Do Clustered Columnstore Indexes affect SSAS Performance querying for the end-user, and how could to fix this? Read an article below here how Sort order affects SSAS query customer user performance.

Is there any way to resolve this issue?

Would rebuilding SSAS indexes/aggregations work? Already know time to process the cubes from Data Warehouse to SSAS can be affected. What real concern is about is end customer-user SSAS querying experience.

Currently implementing Multidimension model in SSAS Cube.

1
Are you at a sufficient scale to be worried about this? You need to have 100GB+ cube sizes before these issues become significant concerns.Mike Honey
Are you sure there is an issue to begin with? That question is about cube processing, not end user querying. A cube has to read all data from a table during processing, which means it needs to crach the compressed buckets in a columnstore's dictionaries to reconstitute rows out of the columns. That's obviously slower than reading the rows directly from another table.Panagiotis Kanavos
End user querying of the SSAS cube won't be affected at all unless the cube has to read from the columnstore. If it has to though, it will probably be faster because a columnstore is a lot faster for aggregate queriesPanagiotis Kanavos
With properly designed and tuned columnstore tables you could use both columnstores and SSAS in DirectQuery modePanagiotis Kanavos
Also check Overview of SSAS Tabular in DirectQuery Mode for SQL Server 2016. It may actually be a good idea for certain scenarios to use SSAS and DirectQuery over columnstore indexes.Panagiotis Kanavos

1 Answers

2
votes

Well, it depends. Let's start from the problem definition.

  • SSAS multidimensional performs better when fed ordered data on processing step. This article gives you reasons why and insights on data ordering.
  • SSAS Index and Aggregations processing will not fix source data being not ordered; therefore, it will not fix problems described above. These processing tasks build artifacts based on data received, and it cannot fix problems with the data itself.
  • MS SQL Columnstore Index is roughly a new storage technology -- columnstore compression applied to heap tables. This gives fast insert (no indexes, no pre-sort required) compared to table with Clustered Index. Downside - SELECT query on table with Clustered Index is likely to return rows ordered on Clustered Index base (unless you set ordering with ORDER BY statement), while the same query on the Clustered Columnstore table will yield unsorted data.
    This problem of unsorted data with Clustered Columnstore index affects not only SSAS, it degrades query performance when CCI could do so called segment elimination. There are some techniques to defeat that - sorting data before converting regular table to CCI or sorting data on load to CCI table.
  • The main problem of the discussion you mentioned is that data ordering is done with additional views on SQL level. Then author defines partitions on SSAS, and reports that SSAS generated queries have suboptimal execution plans.
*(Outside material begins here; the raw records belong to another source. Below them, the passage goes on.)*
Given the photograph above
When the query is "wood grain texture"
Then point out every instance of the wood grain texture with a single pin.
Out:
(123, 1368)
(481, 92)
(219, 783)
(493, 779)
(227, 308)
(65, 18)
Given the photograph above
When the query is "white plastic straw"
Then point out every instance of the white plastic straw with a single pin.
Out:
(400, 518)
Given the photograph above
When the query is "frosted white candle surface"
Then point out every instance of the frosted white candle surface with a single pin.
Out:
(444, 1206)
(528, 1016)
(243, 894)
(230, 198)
Regarding SSAS performance on unordered data. It certainly will be suboptimal, but to what extent? In fact, only tests will show it; it can depend on multitude of factors - initial data set, cube design, end user queries. Growth of cube structures will slow down operations, but how much? From the experience - I would bother and give efforts to provide data ordering if cube is 100+ GB and its biggest partition/measure group is more than 10% of RAM used by SSAS. In other circumstances I would not bother about such problem.

Ordering data from CCI. First, avoid obsolete syntax

SELECT TOP 2147483647 ... FROM ... ORDER BY ...  

Use ANSI-compliant and less restrictive

SELECT ... FROM ... ORDER BY ... OFFSET 0 ROWS  

Regarding suboptimal execution plan when used in SSAS Partition definition. Unfortunately, SSAS query generation engine does not allow magical option (recompile). Again, if this is a serious problem - define a table-valued function (parametric view) to achieve optimal execution plan, and use this TVF in SSAS partition definition.

If this is the first implementation of the project - I would go without such measures and report it as project risks which require attention on go productive and possibly - additional efforts after.

Unfortunately, rebuilding SSAS indexes/aggregations will not improve the situation. You need to pre-sort data on DB query level when feeding into SSAS.